Longtemps auréolé de deux étoiles Michelin, Jean-Paul Lacombe, chef propriétaire du célèbre Léon de Lyon et d’une dizaine de bistrots, fut le cuisinier le plus en vue dans Lyon intra-muros. Il a pris du recul, il y a une dizaine d’années, en transformant Léon de Lyon en brasserie.

Au mois d’octobre, il a tiré sa révérence en cédant Léon de Lyon à Fabien Chalard, un jeune entrepreneur qui monte depuis quelques années dans le paysage de la restauration lyonnaise. Fabien Chalard, déjà propriétaire de Pléthore & Balthazar, La Bastide de Collonges-au-Mont-d’Or et le Fer à cheval aux halles Paul-Bocuse, s’est associé à l’imitateur Laurent Gerra. Mais nombre d’établissements étoilés perdurent. Dans la ville, on compte aujourd’hui trois doubles étoilés Michelin, Takao Takano, Christophe Roure (Le Neuvième Art) et Mathieu Viannay. Ce Parisien issu de l’école Ferrandi est arrivé il y a vingt ans à Lyon. Non seulement, il a été rapidement adoubé par le clan Bocuse, mais il a relancé il y a dix ans la Mère Brazier, grande institution de la rue Royale. Il ne faut pas oublier Pierre Orsi, un fidèle d’entre les fidèles de Paul Bocuse. Mais à près de 80 ans, il vient de perdre l’étoile Michelin de la place Kléber.

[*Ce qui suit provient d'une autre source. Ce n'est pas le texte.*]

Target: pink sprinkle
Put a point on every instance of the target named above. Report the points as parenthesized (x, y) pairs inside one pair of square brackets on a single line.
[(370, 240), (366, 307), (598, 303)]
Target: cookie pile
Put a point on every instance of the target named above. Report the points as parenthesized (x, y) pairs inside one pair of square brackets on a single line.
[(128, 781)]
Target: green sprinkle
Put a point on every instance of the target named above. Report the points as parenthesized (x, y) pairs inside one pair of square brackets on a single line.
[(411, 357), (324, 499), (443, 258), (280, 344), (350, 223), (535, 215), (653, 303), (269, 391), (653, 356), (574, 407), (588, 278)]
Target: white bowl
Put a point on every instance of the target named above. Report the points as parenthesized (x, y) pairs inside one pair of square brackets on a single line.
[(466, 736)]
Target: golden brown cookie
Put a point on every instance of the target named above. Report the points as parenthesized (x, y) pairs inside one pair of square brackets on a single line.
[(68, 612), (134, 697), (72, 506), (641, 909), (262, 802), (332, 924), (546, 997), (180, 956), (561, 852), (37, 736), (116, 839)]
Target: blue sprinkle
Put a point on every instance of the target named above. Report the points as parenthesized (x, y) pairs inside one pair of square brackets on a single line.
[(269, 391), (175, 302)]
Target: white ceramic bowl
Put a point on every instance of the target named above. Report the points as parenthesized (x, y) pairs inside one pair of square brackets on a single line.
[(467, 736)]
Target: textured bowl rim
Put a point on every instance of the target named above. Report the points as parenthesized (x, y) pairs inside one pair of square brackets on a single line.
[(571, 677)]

Christian Têtedoie fédère les jeunes

Aujourd’hui, c’est Christian Têtedoie qui s’affirme comme le chef le plus en vue de Lyon. Cet autre proche de Paul Bocuse préside l’Association nationale des maîtres cuisiniers et son restaurant étoilé, situé sur les hauteurs de la ville, est une adresse très courue. Il possède aussi sept autres restaurants, comme le célèbre bouchon La Voûte chez Léa. Ses fils, Jeff et Maxime, ont suivi ses traces et détiennent déjà cinq autres restaurants. À lui seul, Christian Têtedoie mobilise 152 salariés. Ses adresses sont très différentes. L’Arsenic se veut une pépinière de jeunes chefs. À la Mutinerie, il privilégie une cuisine d’auteur. Il détient même un gastro pub rue Neuve et un restaurant japonais, Le Flair, qu’il envisage de dupliquer prochainement dans le 7 arrondissement. Mais il va plus loin. Il a ainsi fondé la CIA (Chief Intelligence Agency) qui aide les jeunes chefs à s’installer. La structure a déjà permis de créer quatre restaurants de jeunes chefs à Lyon et un à Lille. La démarche n’est pas purement philanthropique. Christian Têtedoie rappelle que « 17 restaurants ont déjà fermé à Lyon faute de repreneurs. Cette agence aide à la transmission et assure la relève. C’est également une manière d’aider les cuisiniers qui m’ont aidé à diriger des établissements à devenir un jour propriétaires d’un établissement. Qui sait, l’un d’entre eux rachètera peut-être un jour mon restaurant gastronomique ? » À Lyon, la solidarité entre les générations de chefs perdure.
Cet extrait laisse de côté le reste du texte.